Jakski's blog

Configuring fail-over in Nginx

What it means that a web server provides fail-over? It's usually understood as a warranty that service will continue working even, if one of many instances stops functioning correctly. Ideally client shouldn't even notice that some instance ceased to serve requests. I'm going to walk you through configuring fail-over in Nginx and explain some useful features.
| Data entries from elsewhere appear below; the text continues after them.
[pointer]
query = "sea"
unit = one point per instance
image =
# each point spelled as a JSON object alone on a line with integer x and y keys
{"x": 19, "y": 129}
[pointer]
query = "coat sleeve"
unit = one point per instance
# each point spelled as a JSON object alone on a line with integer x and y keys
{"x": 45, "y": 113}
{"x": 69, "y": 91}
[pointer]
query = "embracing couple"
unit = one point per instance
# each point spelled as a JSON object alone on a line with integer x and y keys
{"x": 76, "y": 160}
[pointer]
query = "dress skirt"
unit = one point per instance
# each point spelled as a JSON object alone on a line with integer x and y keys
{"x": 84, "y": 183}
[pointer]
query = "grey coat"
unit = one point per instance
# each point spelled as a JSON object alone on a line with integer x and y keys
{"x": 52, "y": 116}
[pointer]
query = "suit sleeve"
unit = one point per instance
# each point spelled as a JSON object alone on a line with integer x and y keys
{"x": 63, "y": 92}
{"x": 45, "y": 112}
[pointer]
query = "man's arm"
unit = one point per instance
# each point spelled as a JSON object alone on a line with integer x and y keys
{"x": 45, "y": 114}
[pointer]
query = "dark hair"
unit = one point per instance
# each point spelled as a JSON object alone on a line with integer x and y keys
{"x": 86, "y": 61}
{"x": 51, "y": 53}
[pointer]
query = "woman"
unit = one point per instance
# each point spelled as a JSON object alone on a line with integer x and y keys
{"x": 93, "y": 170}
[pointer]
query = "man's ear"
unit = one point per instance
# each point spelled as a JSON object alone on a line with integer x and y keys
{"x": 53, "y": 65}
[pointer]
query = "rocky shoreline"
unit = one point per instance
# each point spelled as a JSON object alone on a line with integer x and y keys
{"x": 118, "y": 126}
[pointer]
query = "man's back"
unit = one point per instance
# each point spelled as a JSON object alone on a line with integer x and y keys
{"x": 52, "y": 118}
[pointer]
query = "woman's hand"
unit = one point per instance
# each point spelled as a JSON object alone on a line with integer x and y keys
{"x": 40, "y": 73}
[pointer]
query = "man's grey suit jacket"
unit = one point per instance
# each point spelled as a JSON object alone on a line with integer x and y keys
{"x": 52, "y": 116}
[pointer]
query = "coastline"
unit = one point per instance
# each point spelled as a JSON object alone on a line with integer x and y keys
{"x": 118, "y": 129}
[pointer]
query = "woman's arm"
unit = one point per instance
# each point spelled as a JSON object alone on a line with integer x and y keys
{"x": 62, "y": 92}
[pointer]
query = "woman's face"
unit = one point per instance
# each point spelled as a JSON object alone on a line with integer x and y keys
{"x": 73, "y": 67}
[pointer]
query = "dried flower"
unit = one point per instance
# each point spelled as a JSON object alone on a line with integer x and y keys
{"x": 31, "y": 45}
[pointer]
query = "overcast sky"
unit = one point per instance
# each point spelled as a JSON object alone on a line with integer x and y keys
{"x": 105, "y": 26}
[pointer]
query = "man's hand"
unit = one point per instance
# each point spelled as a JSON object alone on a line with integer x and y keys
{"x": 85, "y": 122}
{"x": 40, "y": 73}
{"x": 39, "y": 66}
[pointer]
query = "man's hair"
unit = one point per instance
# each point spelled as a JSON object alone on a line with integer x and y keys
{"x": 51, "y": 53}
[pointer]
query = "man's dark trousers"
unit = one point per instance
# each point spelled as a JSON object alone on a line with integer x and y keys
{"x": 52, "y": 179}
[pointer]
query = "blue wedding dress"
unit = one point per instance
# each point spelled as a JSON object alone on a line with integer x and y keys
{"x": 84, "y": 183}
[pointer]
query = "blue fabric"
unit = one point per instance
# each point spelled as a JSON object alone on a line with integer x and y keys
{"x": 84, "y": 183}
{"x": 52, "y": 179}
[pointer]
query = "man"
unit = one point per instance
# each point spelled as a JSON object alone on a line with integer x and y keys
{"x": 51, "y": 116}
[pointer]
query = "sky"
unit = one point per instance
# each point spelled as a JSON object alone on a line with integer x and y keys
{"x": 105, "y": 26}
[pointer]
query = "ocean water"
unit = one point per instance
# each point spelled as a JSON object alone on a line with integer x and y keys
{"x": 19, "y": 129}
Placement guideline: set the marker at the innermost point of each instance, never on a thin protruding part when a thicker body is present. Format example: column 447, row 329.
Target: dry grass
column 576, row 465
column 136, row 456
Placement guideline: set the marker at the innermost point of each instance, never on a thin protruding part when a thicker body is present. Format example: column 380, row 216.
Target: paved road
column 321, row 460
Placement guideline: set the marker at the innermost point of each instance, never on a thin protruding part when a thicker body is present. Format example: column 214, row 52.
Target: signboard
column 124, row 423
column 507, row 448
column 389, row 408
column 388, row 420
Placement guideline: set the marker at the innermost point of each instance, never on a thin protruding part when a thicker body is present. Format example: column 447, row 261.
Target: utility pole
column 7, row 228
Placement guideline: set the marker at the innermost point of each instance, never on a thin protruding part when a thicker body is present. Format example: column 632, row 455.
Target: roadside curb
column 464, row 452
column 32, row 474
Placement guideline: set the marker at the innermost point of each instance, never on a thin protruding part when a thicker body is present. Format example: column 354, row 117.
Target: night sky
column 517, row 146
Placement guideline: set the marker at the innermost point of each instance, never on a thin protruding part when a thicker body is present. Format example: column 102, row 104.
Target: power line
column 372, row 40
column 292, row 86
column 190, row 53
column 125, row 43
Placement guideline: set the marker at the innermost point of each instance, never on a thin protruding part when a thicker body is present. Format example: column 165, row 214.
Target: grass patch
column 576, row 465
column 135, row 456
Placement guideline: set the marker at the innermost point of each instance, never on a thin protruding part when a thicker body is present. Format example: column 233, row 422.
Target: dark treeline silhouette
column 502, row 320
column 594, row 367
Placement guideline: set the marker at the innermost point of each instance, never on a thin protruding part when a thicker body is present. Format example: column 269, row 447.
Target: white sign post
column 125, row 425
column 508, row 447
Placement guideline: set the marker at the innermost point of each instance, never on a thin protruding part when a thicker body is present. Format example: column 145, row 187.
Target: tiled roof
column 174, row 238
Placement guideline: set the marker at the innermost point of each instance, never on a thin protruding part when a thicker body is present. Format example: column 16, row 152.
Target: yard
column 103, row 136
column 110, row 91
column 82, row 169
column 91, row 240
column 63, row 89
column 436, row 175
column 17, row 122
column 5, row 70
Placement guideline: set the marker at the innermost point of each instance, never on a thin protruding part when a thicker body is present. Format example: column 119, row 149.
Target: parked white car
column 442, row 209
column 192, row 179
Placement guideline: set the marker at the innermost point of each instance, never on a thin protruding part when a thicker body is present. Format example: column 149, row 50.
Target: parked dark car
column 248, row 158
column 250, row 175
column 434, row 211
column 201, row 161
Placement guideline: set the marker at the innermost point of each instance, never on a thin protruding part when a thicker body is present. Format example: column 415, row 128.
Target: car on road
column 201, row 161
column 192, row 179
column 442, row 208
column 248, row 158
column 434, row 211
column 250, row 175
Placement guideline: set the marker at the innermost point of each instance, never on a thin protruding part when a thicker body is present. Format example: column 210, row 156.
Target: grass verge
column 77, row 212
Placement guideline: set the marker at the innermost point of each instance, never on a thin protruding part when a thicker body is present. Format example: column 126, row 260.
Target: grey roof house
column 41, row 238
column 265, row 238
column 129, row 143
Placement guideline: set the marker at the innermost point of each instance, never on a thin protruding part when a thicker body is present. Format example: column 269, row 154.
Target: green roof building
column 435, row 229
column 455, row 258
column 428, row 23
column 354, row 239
Our stack will be:

Web service

First let's mock HTTP application with:

#!/usr/bin/env python3

import os
from http.server import BaseHTTPRequestHandler
from socketserver import TCPServer


class WebService(BaseHTTPRequestHandler):

    def do_GET(self):
        self.send_response(int(os.environ.get("GET_CODE", 200)))
        self.end_headers()
        self.wfile.write(b"Lorem Ipsum\n")

    def do_POST(self):
        self.send_response(int(os.environ.get("POST_CODE", 200)))
        self.end_headers()
        self.wfile.write(b"Lorem Ipsum\n")


if __name__ == "__main__":
    port = int(os.environ["PORT"])
    with TCPServer(("0.0.0.0", port), WebService) as httpd:
        print(f"Serving at port: {port}")
        httpd.serve_forever()

We will run 2 instances of this script on ports 8081 and 8082.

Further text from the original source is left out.